If you have filed an immigration case yourself and received a Request for Evidence or Notice of Intent to Deny, your case may be in jeopardy. The Request for Evidence generally means that there is insufficient documentation or missing evidence that needs to be furnished before your case can be approved. A Notice of Intent to Deny is a preliminary determination by the USCIS that you have not established eligibility for the benefit requested, and the agency plans on denying your case unless you are able to rebut the allegations. It is absolutely critical that your response properly address any alleged deficiencies within the allotted time frame (generally, 30 days for Form I-539 queries and NOIDs, and 84 days for other form types; it is crucial that you read the deadlines in the notice carefully). Our office can assist you in speedily determining what additional evidence and documentation may be legally relevant and sufficient to resolve the matter. Depending on your needs, we may also assume representation and prepare a formal response on your behalf.
If your case has already been assigned locally, we may be able to conduct an attorney inquiry at the Federal Building in Newark, or the Sub-Office in Mount Laurel, to speak directly with the officer adjudicating your case. In many instances, we have been able to get the case back on track and processing again. On the other hand, if there is a problem or deficiency, we can advocate on your behalf to address the issue.

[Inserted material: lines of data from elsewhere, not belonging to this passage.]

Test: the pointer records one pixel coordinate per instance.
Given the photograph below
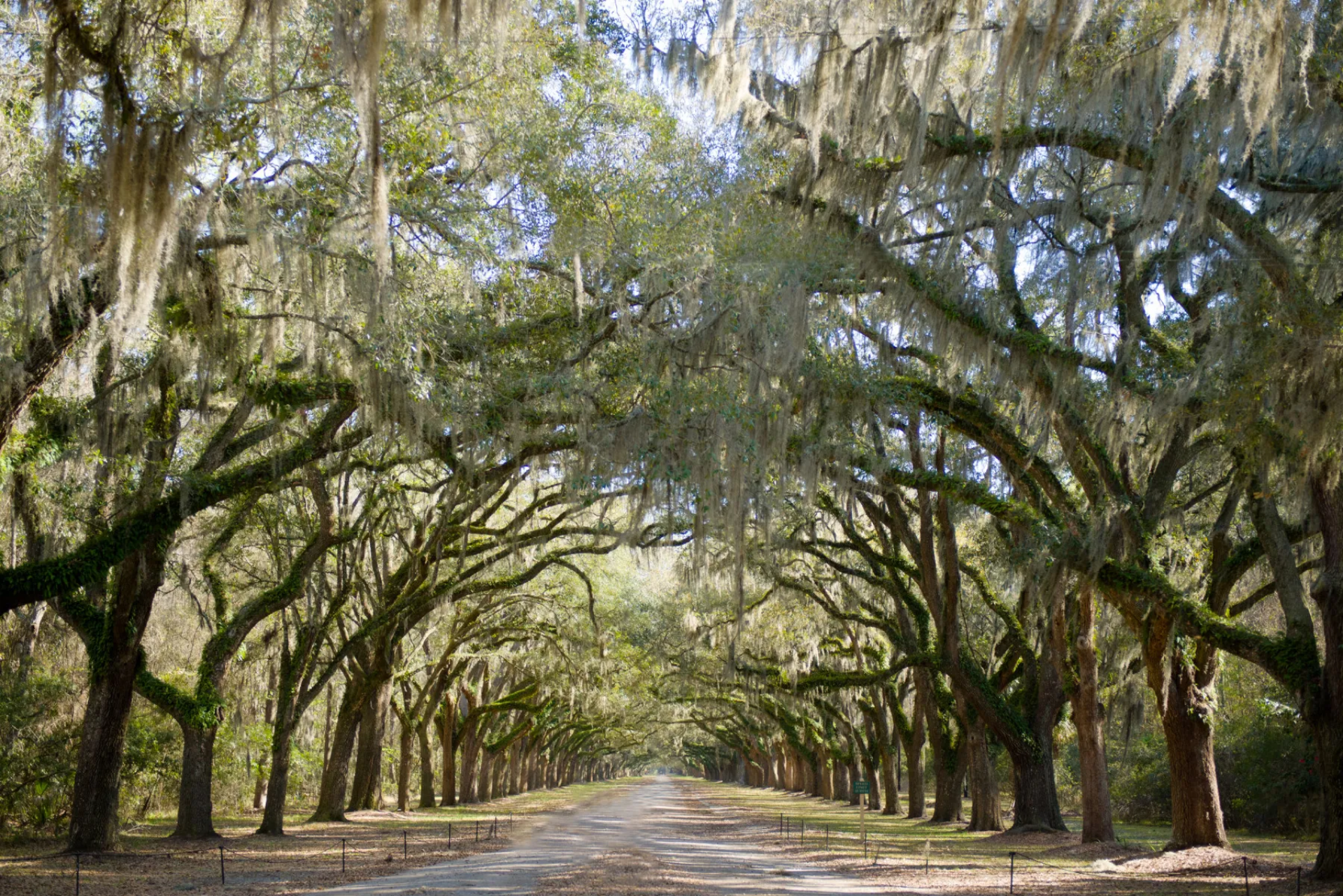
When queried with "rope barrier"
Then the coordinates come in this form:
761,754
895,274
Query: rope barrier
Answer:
1237,868
347,845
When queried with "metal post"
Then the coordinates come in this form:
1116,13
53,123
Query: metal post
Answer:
862,824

We also assist individuals in securing a copy of their immigration file through the Freedom of Information Act, and thoroughly reviewing it with them so that they have an informed understanding of their immigration status and options. This can be particularly useful for a number of different situations, such as when a person may not know whether he or she has already been deported, or what types of applications may have been filed in his/her name in the past. Only after knowing a person’s full immigration history can that person intelligently assess the prospects and viability of a future application.